While crypto adoption in Cuba has been a bottom-up phenomenon, in El Salvador Bitcoin has been proclaimed legal tender by the country’s controversial president, Nayib Bukele. President Bukele claims that the government-sponsored Bitcoin wallet already has more users than the entire Salvadoran banking system, potentially throwing a lifeline to thousands of unbanked individuals. These Bitcoin wallets operate partly on the Lightning network, a system that allows for cheaper and faster cryptocurrency transactions. You can now pay instantly with Bitcoin in every Salvadoran McDonald’s and Starbucks, which certainly sounds futuristic and exciting. Still, Bukele has been accused of performing a reckless maneuver to transform the country into a haven for Bitcoin-rich entrepreneurs or even outright criminals, and polls consistently show a majority of Salvadorans fretting about having their salaries paid in volatile bitcoins. Whether Bukele’s crypto gambit will go down in history as the masterstroke of a modernizer or the folly of an autocrat still remains to be seen.

Further south in Venezuela, Bitcoin is slowly becoming an integral part of the economy. Due to currency controls, Venezuelan banks are not connected to the rest of the world, and therefore Bitcoin is used to move value in and out of the country using peer-to-peer markets where people can easily exchange Bitcoin for cash. The impact of these markets was demonstrated by a natural experiment in 2019 when, during a massive electricity outage in Venezuela, the Bitcoin-trading volumes across all of Latin America tumbled significantly. Today peer-to-peer crypto markets have been widely acknowledged as a key component of the Venezuelan foreign exchange market.

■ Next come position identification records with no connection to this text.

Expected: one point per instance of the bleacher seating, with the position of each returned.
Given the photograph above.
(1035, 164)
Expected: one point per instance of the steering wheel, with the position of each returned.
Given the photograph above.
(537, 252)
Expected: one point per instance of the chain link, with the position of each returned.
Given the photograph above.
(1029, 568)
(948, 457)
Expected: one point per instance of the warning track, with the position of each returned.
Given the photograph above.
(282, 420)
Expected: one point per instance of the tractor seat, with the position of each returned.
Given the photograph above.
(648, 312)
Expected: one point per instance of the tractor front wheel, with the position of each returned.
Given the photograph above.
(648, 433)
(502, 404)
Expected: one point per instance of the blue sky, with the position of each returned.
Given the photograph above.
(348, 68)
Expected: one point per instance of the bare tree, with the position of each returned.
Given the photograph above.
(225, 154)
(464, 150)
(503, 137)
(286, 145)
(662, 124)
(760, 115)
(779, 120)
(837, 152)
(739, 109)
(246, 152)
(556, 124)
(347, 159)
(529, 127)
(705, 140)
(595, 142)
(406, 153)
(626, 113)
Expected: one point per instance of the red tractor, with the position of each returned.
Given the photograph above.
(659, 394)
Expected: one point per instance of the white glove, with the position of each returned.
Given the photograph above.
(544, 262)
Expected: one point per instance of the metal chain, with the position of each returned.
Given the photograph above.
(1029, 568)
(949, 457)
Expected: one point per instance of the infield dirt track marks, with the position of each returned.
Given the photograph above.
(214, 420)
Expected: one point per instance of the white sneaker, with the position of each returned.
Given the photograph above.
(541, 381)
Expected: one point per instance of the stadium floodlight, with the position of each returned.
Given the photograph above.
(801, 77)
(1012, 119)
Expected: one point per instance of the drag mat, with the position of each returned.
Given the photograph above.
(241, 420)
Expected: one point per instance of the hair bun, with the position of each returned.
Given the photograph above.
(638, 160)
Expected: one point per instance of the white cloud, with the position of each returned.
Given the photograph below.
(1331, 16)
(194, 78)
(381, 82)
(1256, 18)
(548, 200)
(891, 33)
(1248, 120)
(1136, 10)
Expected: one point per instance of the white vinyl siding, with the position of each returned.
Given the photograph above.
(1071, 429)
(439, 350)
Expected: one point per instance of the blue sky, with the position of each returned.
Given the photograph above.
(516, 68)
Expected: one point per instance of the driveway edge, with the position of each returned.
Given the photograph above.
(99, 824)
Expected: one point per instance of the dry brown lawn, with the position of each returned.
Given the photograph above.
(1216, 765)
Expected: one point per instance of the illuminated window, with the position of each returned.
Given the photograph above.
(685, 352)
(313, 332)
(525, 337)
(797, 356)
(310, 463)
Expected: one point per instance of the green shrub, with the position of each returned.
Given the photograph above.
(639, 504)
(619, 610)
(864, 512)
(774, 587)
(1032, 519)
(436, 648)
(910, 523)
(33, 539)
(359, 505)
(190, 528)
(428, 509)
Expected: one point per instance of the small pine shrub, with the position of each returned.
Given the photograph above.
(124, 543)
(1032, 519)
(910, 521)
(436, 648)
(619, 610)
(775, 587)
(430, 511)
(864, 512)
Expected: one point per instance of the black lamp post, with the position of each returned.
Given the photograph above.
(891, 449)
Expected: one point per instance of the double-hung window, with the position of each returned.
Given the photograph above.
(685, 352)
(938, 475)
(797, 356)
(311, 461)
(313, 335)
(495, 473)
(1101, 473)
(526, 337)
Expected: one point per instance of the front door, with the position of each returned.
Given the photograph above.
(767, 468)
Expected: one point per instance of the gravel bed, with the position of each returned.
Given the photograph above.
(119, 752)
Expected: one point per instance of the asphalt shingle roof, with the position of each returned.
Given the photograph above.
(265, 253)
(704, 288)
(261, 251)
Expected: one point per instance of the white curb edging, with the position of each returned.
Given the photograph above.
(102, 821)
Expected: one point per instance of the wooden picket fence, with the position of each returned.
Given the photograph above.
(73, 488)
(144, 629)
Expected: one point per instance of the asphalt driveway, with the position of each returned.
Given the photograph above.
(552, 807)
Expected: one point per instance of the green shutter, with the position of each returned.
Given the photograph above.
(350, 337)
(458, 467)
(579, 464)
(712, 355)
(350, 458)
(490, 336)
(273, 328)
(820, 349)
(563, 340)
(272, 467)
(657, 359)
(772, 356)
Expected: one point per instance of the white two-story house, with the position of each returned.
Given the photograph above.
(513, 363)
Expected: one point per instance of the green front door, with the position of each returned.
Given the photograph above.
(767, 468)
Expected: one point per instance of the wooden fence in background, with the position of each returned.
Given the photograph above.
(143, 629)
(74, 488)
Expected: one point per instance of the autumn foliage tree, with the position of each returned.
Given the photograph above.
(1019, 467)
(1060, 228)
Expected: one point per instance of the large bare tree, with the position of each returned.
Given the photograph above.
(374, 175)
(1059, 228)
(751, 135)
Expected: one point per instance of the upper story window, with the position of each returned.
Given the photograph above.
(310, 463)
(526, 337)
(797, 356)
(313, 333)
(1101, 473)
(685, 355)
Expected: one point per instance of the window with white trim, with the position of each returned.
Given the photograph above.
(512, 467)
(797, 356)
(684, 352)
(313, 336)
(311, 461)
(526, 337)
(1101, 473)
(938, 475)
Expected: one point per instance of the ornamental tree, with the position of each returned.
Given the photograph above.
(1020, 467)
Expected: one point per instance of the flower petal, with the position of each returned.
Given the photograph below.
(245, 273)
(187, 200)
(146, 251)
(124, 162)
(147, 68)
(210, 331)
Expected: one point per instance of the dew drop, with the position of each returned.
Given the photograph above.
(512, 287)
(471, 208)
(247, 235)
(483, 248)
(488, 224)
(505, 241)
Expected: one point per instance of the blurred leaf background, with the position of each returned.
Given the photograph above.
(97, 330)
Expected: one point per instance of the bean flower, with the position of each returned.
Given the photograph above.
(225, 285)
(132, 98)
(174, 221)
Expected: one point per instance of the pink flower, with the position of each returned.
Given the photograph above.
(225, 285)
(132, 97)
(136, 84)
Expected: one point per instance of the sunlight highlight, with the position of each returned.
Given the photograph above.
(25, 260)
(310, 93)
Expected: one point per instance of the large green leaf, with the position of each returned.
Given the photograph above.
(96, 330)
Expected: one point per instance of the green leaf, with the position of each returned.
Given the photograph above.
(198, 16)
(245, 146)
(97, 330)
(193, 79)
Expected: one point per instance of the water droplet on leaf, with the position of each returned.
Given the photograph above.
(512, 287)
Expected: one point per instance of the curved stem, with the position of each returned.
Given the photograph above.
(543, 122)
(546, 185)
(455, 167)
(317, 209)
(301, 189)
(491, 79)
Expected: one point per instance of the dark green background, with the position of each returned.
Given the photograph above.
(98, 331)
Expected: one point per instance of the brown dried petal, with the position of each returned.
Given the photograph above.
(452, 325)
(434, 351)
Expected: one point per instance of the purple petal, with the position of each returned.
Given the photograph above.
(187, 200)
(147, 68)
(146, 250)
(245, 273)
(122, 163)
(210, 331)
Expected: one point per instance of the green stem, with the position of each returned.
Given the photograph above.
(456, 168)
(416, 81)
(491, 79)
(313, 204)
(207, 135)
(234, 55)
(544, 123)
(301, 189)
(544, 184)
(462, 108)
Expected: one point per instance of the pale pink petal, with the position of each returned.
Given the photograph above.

But the real leader in Bitcoin trading is not Latin America, but Sub-Saharan Africa. UsefulTulips, a website that tracks peer-to-peer Bitcoin trading across the world, now reports that trading volumes in Sub-Saharan Africa are currently equal to those in North America and will soon exceed them. Observed volumes are on the order of $20 million a day, but the true figures are likely to be multiples higher. In countries such as Nigeria, the government has imposed strict capital controls, and moving value across borders can prove next to impossible. It is not surprising that people in Africa are increasingly using cryptocurrencies for international transactions.